恐る恐る上目遣いでイルカ先生を伺うと、ニコニコ笑いながら勢い良く平らげている。・・・・・ま、いいか。オレ
の記念すべき初調理だし細かいツッ込みは無用、この人が美味いと言ってくれれば問題は無い。実際明日
からの予定を語らいつつ箸を動かしていたら皿はあっという間に空になった。片付けを請け負った先生の背中
を眺めながら、いつもの如く窓際で食後の一服をしているとさそり座のアンタレスが赤く夜空に瞬いている。良
かったねセンセ、明日も晴れみたいだねぇ。窓の外に煙を吐き出しながら告げるとケホケホと何度か空咳が
聞こえ、思わず振り向いた。珍しい。イルカ先生はオレと違って煙草も吸わないし普段から呼吸器系も丈夫
だ。静かに近寄り洗い場に立つ背中をそっと覗き込むと、彼は微かに眉を顰め咽に手を当てていた。


__どうしたの、どっか具合悪い?

「あ、いやそんな事ないんですよ。ただちょっと咽がイガイガするかな・・・・」

__えぇ!?せんせ、もしかして風邪でもひいた!?

「違いますって、だってあんなに食欲あったでしょ?ゴハンも美味かったですし」

__ここはもういいよ、オレがやっとくから。とにかく風呂入っちゃって今夜は早く寝よ?明日があるんだし。

「うわ、カカシさんこそ具合悪いんじゃないですか!?そんなしおらしい言葉、初めて聞きましたよ」


混ぜっ返すイルカ先生を風呂場に押し込みさっさと寝る準備をする。確かに普段から、休日前のエッチは熱く
激しく奔放にがモットーのオレだが今回は訳が違う。何しろ明日は里の外れも外れ、国境近くの宿場町まで
出向かなきゃならない。今夜無理をさせて祟ったらそれこそコトだ。

甲斐甲斐しく寝台を整えるオレの姿を、風呂上がりの先生がクスクス笑って眺めていた。腰にタオル一枚巻き
付けただけで、雫の滴る濡れた黒髪はペタリと首筋に貼り付いたままだ。__ダメダメダメ!!せんせ。そん
なカワイイ顔したって、何もしないよ!!あっちに着いたら後は好きなだけ(オイ)イチャイチャ出来るんだし、今
夜は絶対我慢する。指通りの良い黒髪を丁寧に乾かすと、寝間着をきせて布団に寝かしつけた。


「今日はどうしちゃったんです?まるで別人ですねカカシ先生」

__何とでも言って下さい、生まれ変わったオレは誘惑に強いんです。悪魔の囁きには耳を貸しません。

「誰が悪魔で誰が誘ってるんです、どうやら妄想癖はそのまんまですね」


こんな時に限って、イルカ先生の口は何時になく軽い。だが口先で強がりを言っても、オレの理性はその上気
した肌の色に早くも崩れそうになる。まさかここで白旗を揚げるわけにもいかず素知らぬ顔で風呂場に直行
し、頭から水を浴びた。どうにかこうにか熱を散じて寝室に戻ると、意外やイルカ先生は既に穏やかな寝息を
立てていた。

ここのところずっと働き詰めだったもんねぇ。そりゃあ疲れるよ。

頬に掛かる黒髪を、ゆっくり指で梳いた。長期休暇を取るために超過勤務をしてたんじゃ話は逆だが、人手不
足の現状は今も昔も変わらない。内勤とは云えアカデミーに受付、おまけに三代目にまで遣われては身体が
幾つあっても足りない筈だ。ここ迄調整するのも大変だったでしょ、せんせ。明日からのんびりしようね。

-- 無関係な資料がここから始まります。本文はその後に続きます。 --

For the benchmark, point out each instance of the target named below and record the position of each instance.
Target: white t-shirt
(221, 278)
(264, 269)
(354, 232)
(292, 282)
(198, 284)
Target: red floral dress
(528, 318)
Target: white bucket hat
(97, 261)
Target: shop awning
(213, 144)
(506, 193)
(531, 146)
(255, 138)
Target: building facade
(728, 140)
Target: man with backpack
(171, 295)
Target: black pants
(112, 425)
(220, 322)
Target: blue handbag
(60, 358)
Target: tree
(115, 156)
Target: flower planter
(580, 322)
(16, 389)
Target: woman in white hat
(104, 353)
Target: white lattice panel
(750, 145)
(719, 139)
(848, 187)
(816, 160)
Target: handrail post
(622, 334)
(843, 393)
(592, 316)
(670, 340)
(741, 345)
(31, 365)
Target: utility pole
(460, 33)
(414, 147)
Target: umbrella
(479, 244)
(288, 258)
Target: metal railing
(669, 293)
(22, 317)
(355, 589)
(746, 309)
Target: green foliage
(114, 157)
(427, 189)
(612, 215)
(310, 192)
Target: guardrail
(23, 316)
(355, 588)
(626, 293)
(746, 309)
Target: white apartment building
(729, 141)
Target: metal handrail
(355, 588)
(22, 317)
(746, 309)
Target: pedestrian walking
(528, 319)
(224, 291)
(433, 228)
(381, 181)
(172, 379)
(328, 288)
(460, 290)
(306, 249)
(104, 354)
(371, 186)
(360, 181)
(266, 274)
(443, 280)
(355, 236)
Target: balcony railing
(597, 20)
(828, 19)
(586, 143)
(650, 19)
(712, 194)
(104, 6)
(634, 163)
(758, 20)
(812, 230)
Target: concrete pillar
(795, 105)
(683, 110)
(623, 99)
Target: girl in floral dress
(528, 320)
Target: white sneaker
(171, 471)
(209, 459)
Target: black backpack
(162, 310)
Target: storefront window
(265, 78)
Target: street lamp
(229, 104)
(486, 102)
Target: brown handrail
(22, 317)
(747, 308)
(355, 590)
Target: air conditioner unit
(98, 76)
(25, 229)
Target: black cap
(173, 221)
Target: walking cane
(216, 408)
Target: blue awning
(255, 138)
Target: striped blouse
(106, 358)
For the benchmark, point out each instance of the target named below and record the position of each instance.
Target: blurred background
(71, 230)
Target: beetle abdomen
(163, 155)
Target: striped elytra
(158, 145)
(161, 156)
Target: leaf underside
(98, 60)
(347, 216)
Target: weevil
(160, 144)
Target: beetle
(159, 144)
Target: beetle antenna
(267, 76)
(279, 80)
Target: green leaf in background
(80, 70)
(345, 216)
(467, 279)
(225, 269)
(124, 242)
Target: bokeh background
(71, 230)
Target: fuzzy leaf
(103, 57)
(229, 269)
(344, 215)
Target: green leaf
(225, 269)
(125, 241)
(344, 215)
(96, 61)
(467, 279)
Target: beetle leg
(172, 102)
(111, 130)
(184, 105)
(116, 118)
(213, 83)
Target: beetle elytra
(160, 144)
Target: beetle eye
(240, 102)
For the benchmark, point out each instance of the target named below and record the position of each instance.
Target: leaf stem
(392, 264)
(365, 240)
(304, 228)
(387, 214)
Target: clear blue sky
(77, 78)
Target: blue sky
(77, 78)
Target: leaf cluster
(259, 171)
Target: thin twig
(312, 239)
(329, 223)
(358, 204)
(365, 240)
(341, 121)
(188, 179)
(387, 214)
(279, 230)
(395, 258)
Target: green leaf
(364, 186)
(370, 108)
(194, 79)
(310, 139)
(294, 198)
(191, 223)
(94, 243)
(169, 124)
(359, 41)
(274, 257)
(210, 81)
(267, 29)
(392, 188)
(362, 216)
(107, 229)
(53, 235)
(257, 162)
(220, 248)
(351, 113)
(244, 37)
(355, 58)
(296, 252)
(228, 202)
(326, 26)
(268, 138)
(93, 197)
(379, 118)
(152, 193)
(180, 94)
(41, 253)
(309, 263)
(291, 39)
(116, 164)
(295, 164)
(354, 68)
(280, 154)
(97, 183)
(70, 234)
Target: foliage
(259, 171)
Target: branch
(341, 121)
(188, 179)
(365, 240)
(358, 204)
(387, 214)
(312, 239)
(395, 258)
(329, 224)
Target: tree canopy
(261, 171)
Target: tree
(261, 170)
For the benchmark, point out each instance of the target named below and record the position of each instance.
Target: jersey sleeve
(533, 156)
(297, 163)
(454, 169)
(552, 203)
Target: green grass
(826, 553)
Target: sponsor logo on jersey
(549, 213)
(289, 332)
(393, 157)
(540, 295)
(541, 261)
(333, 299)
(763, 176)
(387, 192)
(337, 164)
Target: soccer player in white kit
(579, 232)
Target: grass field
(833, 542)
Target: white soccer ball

隣に潜り込むと、暖かな体温につられて程なく眠気が襲ってくる。何のかんのでオレも草臥れていたのだろう
か、横たわる背中を抱き込むと眠りの淵につるんと落ちた。






異常に気付いたのは夜中だ。抱き込んだ身体が、僅かに熱い。

いつもより浅く早い呼吸に気付いて目を覚まし、時計を見ると日付が変わったばかりだった。覗き込んだ顔に
苦悶の表情は無いが、閉じた目蓋が何度も痙攣している。眠りは浅かったのだろう、額に手をあてると黒い瞳
が細く開いた。


__せんせ、どうしたの苦しい?少し熱あるかも知れないね、測ってみようか

「・・・・ン・・・・、カ、カシさん・・・・さ、むい・・・・」

__寒い!?寒気するの?吐き気はしない?

「・・・・吐きたくはないですけど・・・・喉が・・・・いたい・・・・」


枕元の小抽斗にあった体温計で測ると37度6分。今この状態で寒気がしてるってことはまだ熱の上がり始め
だ。おそらく、これからもっと高熱になる可能性が高い。


「カカシさん・・・・兵糧丸、下さい・・・・」

__えぇ!?何言ってるのせんせ、兵糧丸はダメだよ知ってるでしょ?アレは飢餓対策と造血作用が中心だ
から疾病には向かないって。内臓弱ってる時にあんなの飲んだら強すぎて逆にヤられちゃうよ

「でも・・・・」

__せんせ、言いたいことも気にしてることも分かるけど、とにかく明日病院にいこ。大丈夫、丁度医療班に
知り合いがいるから後は任せて。

「・・・・・・・」


不安げに何度も瞬く瞳に、大丈夫、大丈夫と繰り返すとやがてゆっくり頷いた。取り敢えず救急箱の隅にあっ
た風邪薬を飲ませ、胸に抱き込むと縋るように身を寄せて来た。絶え間ない寒気の所為か、横たわる身体に
は震えが走っている。

大丈夫、大丈夫、きっと大丈夫。だから心配しないで。

低く囁きながら幾度も頭を撫でると、安心したのか薬の効果かやがて寝息が聞こえ始めた。様子を伺いなが
らそっと首筋に触れてみたが、__熱い。さっきよりも、確実に熱は上がっている。


うーん。どうやらこれは。


不精者が慣れないことをしたバチだろうか。腕の中の恋人は未だ荒い息で震えたまま。どう見ても暗雲垂れ
込めて来たこれからの道行きに、オレは心の中で天を仰いだのだった。